Peel and mince the garlic. Peel and finely grate the carrot. Peel and finely dice or grate the celeriac, or trim and mince the celery. Peel and mince the onions.

Heat the duck fat in a medium skillet, and gently cook the vegetables until softened and reduced in volume; add the garlic last and just for the last few minutes of cooking. Add the seasoning mixture at the same time. Transfer the cooked vegetables into a mixing bowl to cool.

Meanwhile, finely chop the breast and any other bits of meat. You can add the heart and liver or not, as you like, although duck liver is fairly strong so keep that in mind. Mix the chopped meat in with the vegetables once they are cool.

Mix in the eggs and the bread crumbs. Wash and trim the potatoes, and grate them finely. There should be about 1 packed cup once grated; add them to the mixture.

Preheat the oven to 350°F.

Cut 3 pieces of kitchen twine to tie up the terrine. Lay the duck skin, outside down, over them. Form the filling mixture into a long sausage shape over the skin, then wrap it around the filling to cover, as much as possible. Tie it closed with the twine.

Put the terrine onto a metal rack over a pan to catch the drips with the seam side up, and roast it for 45 minutes. Carefully turn the terrine over so the whole skin side is up, and roast for a further 30 minutes to 45 minutes, until the skin is brown and crispy. Let rest for 10 to 15 minutes before cutting into slices and serving.

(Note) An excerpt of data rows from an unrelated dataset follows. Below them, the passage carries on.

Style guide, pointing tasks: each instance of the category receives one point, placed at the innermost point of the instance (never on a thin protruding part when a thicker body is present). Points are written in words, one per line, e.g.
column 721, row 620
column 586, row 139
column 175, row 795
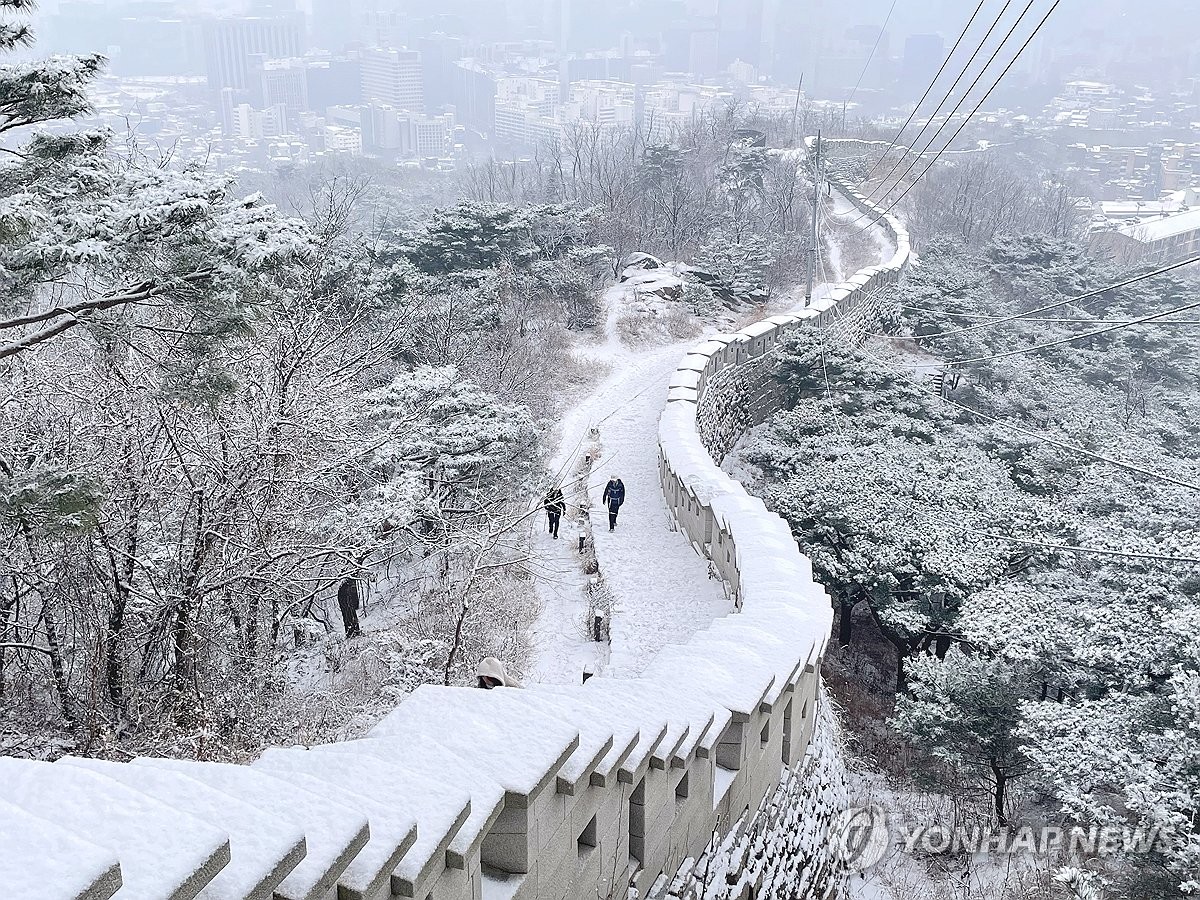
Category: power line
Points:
column 949, row 117
column 970, row 115
column 1073, row 337
column 1127, row 282
column 1065, row 445
column 949, row 93
column 925, row 95
column 871, row 54
column 1054, row 322
column 966, row 529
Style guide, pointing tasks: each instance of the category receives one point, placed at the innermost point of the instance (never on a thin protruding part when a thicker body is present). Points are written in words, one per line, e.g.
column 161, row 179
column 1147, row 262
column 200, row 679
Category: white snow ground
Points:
column 661, row 587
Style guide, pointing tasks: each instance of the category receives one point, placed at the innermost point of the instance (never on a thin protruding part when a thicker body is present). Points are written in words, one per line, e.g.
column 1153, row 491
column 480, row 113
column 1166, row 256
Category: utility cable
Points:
column 1127, row 282
column 1102, row 457
column 1073, row 337
column 949, row 93
column 1053, row 322
column 925, row 95
column 967, row 119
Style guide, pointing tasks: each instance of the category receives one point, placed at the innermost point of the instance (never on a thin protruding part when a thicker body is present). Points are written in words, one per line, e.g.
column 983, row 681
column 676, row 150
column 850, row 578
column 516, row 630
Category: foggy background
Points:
column 412, row 83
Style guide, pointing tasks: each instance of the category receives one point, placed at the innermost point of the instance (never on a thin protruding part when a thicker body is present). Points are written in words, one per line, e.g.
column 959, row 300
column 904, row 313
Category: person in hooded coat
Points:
column 348, row 604
column 491, row 673
column 556, row 505
column 613, row 496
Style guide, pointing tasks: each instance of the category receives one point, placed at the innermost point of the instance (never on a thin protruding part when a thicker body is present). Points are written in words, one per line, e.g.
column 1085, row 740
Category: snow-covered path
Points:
column 660, row 586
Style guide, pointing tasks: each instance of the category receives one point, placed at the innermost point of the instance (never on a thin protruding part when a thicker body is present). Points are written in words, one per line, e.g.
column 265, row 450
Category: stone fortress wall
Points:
column 550, row 792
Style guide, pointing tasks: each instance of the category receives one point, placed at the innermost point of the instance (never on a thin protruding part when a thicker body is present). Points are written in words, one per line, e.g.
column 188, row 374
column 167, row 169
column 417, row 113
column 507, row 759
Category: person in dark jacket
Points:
column 613, row 496
column 556, row 505
column 491, row 673
column 348, row 603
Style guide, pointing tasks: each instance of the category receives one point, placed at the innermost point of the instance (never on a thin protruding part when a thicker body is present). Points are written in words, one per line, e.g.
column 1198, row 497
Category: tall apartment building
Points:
column 283, row 82
column 394, row 77
column 231, row 43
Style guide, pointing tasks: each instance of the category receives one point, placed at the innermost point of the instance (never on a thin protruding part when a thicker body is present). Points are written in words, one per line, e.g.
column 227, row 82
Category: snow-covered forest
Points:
column 1002, row 510
column 217, row 407
column 274, row 453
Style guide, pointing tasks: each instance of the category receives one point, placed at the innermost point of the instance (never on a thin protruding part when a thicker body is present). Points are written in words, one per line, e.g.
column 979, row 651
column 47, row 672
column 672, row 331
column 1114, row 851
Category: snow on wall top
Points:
column 393, row 813
column 165, row 852
column 750, row 546
column 41, row 858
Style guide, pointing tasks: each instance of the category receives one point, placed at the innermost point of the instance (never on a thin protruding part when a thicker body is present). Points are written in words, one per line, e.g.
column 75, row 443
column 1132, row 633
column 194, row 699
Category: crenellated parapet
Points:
column 545, row 792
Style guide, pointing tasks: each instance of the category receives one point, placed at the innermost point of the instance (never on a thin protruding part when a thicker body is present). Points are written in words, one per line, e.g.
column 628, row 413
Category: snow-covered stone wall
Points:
column 720, row 389
column 549, row 792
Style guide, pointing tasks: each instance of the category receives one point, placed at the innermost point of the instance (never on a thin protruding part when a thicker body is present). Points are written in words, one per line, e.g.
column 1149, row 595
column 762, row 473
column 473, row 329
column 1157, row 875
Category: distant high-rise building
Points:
column 474, row 96
column 438, row 55
column 394, row 77
column 229, row 43
column 336, row 23
column 283, row 82
column 739, row 27
column 922, row 57
column 334, row 82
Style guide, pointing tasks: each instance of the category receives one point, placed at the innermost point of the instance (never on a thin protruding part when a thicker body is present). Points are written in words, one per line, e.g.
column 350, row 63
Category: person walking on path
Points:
column 491, row 673
column 556, row 505
column 348, row 604
column 613, row 496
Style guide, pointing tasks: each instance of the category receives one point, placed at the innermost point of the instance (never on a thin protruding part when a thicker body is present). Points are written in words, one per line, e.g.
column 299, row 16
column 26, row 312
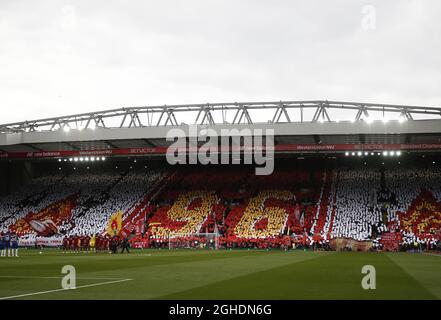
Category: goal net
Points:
column 194, row 241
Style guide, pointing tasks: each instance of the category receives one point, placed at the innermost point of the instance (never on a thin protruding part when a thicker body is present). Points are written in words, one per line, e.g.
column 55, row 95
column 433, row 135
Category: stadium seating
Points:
column 302, row 205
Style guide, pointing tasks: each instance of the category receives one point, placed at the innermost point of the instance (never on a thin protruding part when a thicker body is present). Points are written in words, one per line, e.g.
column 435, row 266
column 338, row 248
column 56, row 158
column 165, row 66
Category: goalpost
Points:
column 193, row 241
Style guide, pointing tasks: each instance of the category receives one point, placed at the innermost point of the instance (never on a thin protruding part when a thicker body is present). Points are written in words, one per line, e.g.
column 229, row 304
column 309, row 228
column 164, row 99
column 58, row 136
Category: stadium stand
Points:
column 308, row 205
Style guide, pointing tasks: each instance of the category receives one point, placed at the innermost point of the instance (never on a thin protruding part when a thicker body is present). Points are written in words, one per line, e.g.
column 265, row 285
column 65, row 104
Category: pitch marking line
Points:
column 37, row 277
column 432, row 254
column 58, row 290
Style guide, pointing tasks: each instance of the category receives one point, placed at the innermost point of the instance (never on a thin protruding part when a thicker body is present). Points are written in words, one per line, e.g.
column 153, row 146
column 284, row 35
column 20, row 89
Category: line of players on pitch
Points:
column 8, row 245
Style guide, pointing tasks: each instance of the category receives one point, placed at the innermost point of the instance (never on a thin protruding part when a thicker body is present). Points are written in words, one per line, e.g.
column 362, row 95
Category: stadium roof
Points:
column 298, row 126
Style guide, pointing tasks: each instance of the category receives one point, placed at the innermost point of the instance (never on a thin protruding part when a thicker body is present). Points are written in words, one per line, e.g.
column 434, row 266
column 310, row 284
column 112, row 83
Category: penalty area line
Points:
column 58, row 290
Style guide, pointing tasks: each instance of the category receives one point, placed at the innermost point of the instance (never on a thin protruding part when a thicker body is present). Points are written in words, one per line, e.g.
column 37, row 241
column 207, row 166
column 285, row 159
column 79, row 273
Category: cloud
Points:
column 59, row 57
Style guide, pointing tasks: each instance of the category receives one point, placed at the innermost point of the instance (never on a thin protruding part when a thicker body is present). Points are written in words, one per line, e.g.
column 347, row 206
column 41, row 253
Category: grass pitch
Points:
column 188, row 274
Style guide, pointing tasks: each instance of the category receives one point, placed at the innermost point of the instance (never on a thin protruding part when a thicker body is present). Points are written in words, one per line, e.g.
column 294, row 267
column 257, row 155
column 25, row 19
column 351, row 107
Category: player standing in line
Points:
column 7, row 244
column 2, row 246
column 14, row 245
column 92, row 243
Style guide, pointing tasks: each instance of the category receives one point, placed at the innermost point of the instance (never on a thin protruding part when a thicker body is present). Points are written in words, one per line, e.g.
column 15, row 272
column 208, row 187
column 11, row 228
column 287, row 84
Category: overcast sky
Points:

You should roast the legs at the same time; they will be ready a bit quicker. See the recipe for Duck & Wild Rice Salad for more details. 

Save the drippings and fat; put them into a small but deep container and refrigerate. This will allow you to remove the fat and keep it for cooking - the other drippings can be added to soup. 




Last year at this time I made Cheese & Carrot Barley Casserole.

1 comment:

Peter Tschirhart said...

This looks like a lot of work, but getting so much mileage out of your main and most expensive ingredient really appeals to me. Going to give this a try one day.